Now Beijing also faces a dilemma over the looming loan defaults, set to start a backlash from the
lenders back home and also for BRI projects largely becoming “non-performing assets”. Aghi says,
“Almost $520 billion has been lent through white elephant construction projects. The loans are
at high interest rates with national assets of nations as collateral. Rampant corruption is driving
some of these projects, for example, in Pakistan almost $2.3 billion worth of bribe has taken place
with the leadership for the power plant projects. Majority of the countries are unable to pay
these loans hence gradually they are becoming non-performing assets.
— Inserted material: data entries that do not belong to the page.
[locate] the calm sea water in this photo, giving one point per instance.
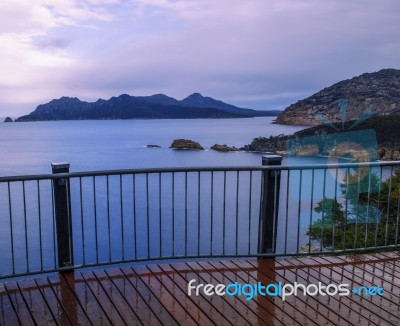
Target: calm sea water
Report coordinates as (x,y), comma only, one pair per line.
(103,220)
(31,147)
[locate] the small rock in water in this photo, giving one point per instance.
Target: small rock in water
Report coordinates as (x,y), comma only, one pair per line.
(186,144)
(223,148)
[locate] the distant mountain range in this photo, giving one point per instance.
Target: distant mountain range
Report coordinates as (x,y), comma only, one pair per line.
(376,93)
(158,106)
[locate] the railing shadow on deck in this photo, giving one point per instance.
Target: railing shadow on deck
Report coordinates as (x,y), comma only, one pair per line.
(61,221)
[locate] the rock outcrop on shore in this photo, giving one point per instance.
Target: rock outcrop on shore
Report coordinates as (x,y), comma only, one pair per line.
(186,144)
(224,148)
(378,92)
(384,131)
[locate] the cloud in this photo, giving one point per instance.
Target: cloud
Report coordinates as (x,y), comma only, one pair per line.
(255,53)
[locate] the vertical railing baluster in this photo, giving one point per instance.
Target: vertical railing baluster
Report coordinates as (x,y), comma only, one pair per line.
(346,208)
(40,226)
(334,209)
(250,202)
(148,215)
(134,213)
(388,206)
(224,217)
(212,213)
(173,214)
(358,207)
(121,203)
(26,227)
(186,214)
(299,212)
(311,208)
(95,219)
(11,227)
(379,206)
(198,213)
(287,211)
(159,212)
(237,211)
(62,209)
(323,214)
(397,219)
(108,218)
(82,219)
(269,206)
(368,203)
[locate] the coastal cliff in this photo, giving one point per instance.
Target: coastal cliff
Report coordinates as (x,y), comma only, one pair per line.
(378,91)
(385,138)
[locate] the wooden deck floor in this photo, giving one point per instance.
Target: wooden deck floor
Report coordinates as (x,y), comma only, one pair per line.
(156,294)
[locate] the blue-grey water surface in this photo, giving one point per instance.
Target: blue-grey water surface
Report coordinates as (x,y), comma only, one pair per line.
(30,147)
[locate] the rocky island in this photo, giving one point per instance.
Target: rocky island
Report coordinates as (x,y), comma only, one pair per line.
(186,144)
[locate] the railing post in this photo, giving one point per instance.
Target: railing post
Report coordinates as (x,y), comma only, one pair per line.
(62,207)
(270,186)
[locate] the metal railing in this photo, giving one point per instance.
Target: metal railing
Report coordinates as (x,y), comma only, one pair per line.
(68,220)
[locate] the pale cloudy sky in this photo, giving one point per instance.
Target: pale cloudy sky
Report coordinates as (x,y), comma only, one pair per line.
(262,54)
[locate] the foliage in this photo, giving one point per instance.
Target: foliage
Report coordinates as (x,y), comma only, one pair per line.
(368,215)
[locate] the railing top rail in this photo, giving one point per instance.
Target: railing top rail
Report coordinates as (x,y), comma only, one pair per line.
(196,169)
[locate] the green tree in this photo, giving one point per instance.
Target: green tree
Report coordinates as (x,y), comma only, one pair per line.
(367,217)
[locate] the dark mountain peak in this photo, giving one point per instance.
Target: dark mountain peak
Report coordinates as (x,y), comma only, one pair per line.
(161,99)
(195,96)
(66,99)
(157,106)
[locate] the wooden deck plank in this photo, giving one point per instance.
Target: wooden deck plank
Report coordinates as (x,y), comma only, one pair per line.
(181,278)
(7,312)
(52,301)
(239,310)
(173,306)
(157,294)
(149,297)
(181,296)
(18,303)
(115,297)
(135,299)
(33,298)
(108,304)
(266,316)
(281,311)
(352,310)
(306,309)
(221,303)
(75,312)
(380,305)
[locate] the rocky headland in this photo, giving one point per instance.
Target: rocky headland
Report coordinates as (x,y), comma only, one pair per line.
(380,135)
(377,93)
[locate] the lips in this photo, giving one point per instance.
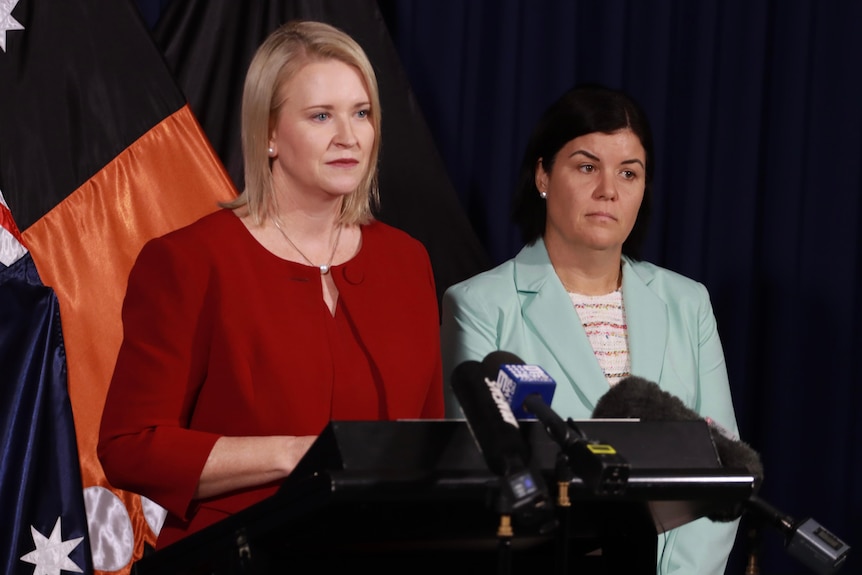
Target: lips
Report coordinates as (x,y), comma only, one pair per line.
(602,215)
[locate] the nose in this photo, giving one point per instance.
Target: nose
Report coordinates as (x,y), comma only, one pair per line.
(344,134)
(606,188)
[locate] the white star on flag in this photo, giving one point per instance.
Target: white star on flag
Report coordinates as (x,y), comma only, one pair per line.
(52,553)
(7,22)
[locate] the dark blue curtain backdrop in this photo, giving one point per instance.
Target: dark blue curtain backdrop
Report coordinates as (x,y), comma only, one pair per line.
(757,112)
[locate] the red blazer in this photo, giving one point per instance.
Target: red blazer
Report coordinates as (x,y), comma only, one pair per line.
(221,337)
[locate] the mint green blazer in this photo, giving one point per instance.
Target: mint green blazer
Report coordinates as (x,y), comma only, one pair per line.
(522,307)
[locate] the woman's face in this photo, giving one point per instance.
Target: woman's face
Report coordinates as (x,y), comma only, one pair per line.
(323,135)
(594,190)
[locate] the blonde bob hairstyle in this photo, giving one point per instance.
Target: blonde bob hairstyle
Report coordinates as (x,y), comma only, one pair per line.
(277,61)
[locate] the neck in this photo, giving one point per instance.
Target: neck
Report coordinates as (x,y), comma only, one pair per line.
(590,278)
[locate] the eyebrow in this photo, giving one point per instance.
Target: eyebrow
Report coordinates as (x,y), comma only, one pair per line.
(596,158)
(356,106)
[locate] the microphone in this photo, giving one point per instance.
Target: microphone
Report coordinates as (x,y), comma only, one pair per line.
(598,465)
(498,436)
(635,397)
(517,380)
(807,541)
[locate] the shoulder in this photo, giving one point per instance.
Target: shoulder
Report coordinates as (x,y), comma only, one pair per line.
(489,290)
(671,286)
(209,234)
(383,238)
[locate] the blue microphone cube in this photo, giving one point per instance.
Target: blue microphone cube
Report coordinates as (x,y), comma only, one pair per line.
(517,381)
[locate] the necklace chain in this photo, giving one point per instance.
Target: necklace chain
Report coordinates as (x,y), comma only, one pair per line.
(324,269)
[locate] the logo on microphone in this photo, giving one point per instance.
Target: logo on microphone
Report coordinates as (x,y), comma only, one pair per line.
(502,403)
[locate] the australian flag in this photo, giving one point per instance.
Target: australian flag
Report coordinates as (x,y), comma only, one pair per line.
(43,521)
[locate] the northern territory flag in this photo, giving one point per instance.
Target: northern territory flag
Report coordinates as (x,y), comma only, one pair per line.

More important, there is
a growing discontent within China about these lending while the local population quality of living
is still low and suffering. Since, the steel, cement and other material is used from China with
Chinese construction workers, these initiatives are not creat.ing local jobs while enhancing
corruption within the ruling elite. As time goes by, poor nations will default and non-performing
assets will not only damage its relations with these nations, but also upset back home Chinese
citizens, including money lenders and banks.”

Pande added, “The challenge President Xi and China face is: will the strategic benefits China gains
in some countries through BRI (e.g. Pakistan) mean that China continues to put money into BRI
projects or will the backlash China faces when it starts calling in its loans force Beijing to scale
back and limit itself to only certain countries and projects?”

Aghi picks up areas where India can help these nations against China. “Experiences and expertise
of Indian entrepreneurs in Africa show that locals prefer Indians rather than the Chinese. Indians
integrate well in African society, they create jobs and they become part of the local culture. Sindhi
community is a prime example,” says Aghi adding, “Chinese dictate, partner with corrupt leaders,
create their own ghettos, do not integrate with the society, hence alienating the population.”
Soft diplomacy will be counter to Dragon’s BRI, says Aghi. “India’s strength is not mega
infrastructure, its energy should be on health, education, IT services, building self-sustaining
societies and giving soft loans. First focus on providing world class higher education, partner in
the healthcare services. Focusing on treatment of local disease, cheap generic drugs and medical
tourism. Partner with African nations on building world class universities, IT companies,
entertainment industry etc.”

Will Beijing’s loss in “Great BRI Game” be New Delhi’s gain? Time will tell!